Enfin, en janvier 1831, grâce à l'invention de Charles Sauria alors élève au Collège de l'Arc de Dôle, le phosphore blanc entra dans la composition des allumettes et fournit des produits d'une inflammation commode et sûre par simple frottement du bouton sur une surface quelconque.

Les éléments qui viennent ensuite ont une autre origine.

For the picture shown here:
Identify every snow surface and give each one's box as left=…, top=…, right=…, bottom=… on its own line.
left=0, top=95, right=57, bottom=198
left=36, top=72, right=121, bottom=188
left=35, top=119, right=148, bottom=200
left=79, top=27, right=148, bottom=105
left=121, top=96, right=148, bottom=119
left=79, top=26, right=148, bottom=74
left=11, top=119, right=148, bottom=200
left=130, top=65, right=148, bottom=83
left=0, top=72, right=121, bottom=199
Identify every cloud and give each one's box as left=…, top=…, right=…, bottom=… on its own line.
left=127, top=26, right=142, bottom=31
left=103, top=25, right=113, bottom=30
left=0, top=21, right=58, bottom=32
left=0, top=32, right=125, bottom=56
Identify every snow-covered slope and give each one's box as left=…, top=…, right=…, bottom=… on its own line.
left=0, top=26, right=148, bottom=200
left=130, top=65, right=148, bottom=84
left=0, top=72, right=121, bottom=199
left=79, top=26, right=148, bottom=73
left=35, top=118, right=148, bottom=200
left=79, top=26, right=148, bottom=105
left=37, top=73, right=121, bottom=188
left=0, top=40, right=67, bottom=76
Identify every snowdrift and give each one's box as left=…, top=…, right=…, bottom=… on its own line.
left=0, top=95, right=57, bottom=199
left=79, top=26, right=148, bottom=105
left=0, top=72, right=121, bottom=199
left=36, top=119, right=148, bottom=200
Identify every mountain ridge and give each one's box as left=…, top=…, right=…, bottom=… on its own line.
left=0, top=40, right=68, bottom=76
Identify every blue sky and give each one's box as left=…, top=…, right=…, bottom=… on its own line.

Mais l'emploi du phosphore blanc, corps très vénéneux, émettant des vapeurs malsaines à la température ordinaire, n'était pas sans présenter de graves inconvénients. Aussi chercha t-on à y remédier en perfectionnant l'allumette à friction. Au frottoir formé d'un morceau de papier de verre, on substitua une pâte où entrait en proportion suffisante, du phosphore amorphe ou phosphore rouge: une simple parcelle de ce corps, d'ailleurs inoffensif, détachée au moment du frottement du bouton de l'allumette produit l'inflammation brusque du chlorate de potasse qui se communique à la tige de bois par l'intermédiaire du soufre ou de la paraffine qui l'imprègnent.

En raison de leur grande commodité, les allumettes au phosphore blanc, malgré les sérieux dangers qu'elles présentaient, tant dans la fabrication que dans l'emploi, furent pendant longtemps consommées presque exclusivement. On les préférait aux allumettes au chlorate de potasse qui, à côté d'avantages incontestables sous le rapport de la sécurité, ont l'inconvénient d'exiger pour leur inflammation l'usage d'un frottoir spécial.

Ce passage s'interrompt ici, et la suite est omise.